I sagged against the arm of the sofa. “I’m not sure I own a hat, much less a red one.”
Jane smiled, again blinding me. “Then you can borrow one of mine. We never play bridge without our hats. Chapter rules.”
Chapter rules? Great. Not only had my husband thrown me over for a Hooters waitress, but I had spent all the money from my
divorce settlement on a house in a neighborhood of crazies.
“Bring a dish, too. That’s another rule.”
“A dish of what?”
“Hors d’oeuvres. Casserole. Dessert. Whatever you feel like.”
“But I don’t have anything in the house.”
Jane smiled again. “Then I guess you’d better run to the grocery store.” Her eyes traveled over my sweatshirt and sweatpants.
“You might want to change first. In this
town, you’re going to see someone who will report back to him.”
“Report back?”
“To your ex. He’ll hear about your every move. So you can decide what kind of report he’s going to get. Would you rather be
the spurned woman in scruffy sweats or the fabulous divorcée who embraced life and moved on?”
Truthfully, I’d rather be able to dial the clock back nine months so that none of this had ever happened. But she did have
a point. Jim was bound to hear about it if I schlepped to the grocery store in our son’s castoffs. When it came to demographics,
Nashville might be a major metropolitan area, but in all the ways that mattered, it was still a small town. I’d learned never
to say anything bad about anyone, because you could count on the fact that the person you were speaking to was somehow related
to the person you were disparaging.
“Seven o’clock?” I said weakly, and Jane beamed.

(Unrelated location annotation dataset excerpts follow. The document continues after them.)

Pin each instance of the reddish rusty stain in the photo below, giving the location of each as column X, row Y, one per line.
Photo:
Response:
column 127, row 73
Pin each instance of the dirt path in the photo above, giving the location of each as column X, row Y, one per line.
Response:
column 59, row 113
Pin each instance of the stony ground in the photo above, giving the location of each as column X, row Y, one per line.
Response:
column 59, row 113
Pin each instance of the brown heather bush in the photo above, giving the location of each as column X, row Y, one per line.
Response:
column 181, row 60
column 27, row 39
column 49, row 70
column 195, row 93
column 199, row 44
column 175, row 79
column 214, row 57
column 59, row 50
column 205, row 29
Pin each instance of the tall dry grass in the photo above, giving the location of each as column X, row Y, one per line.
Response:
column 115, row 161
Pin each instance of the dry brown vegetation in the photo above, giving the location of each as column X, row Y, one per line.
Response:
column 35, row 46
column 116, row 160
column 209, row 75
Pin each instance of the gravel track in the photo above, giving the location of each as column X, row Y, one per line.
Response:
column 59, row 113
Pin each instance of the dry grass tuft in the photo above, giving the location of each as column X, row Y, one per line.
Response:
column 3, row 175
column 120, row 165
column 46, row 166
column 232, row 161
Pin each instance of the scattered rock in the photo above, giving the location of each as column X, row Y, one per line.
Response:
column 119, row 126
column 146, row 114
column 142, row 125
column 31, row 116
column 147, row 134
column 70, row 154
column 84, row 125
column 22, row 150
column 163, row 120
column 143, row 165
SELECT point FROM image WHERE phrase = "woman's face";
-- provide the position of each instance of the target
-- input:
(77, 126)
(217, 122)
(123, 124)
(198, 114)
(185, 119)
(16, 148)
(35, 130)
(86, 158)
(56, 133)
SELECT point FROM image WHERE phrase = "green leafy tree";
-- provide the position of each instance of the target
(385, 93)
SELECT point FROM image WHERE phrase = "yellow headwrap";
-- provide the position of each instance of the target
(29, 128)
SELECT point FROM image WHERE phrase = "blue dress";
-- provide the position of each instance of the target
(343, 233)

“Good girl. You’re going to be okay.”
I wanted to believe her, but reason and hard truth were not on her side. I was a fifty-year-old broke divorcée, living in
a run-down, eighty-year-old house and wondering how I was going to pay next month’s electric bill. But even at my lowest,
I still had my pride. It was about all I had, but for the time being, it was going to have to be enough.
Jane waved good-bye and disappeared through the front door, leaving me alone with the pound cake. I straightened my spine,
walked to the coffee table, and scooped up the Twinkie wrappers and Coke cans.
Whether I wanted it or not, two things were apparently going to happen.
With or without Jim, life was going to go on.
And much to my consternation, I was going to learn to play bridge.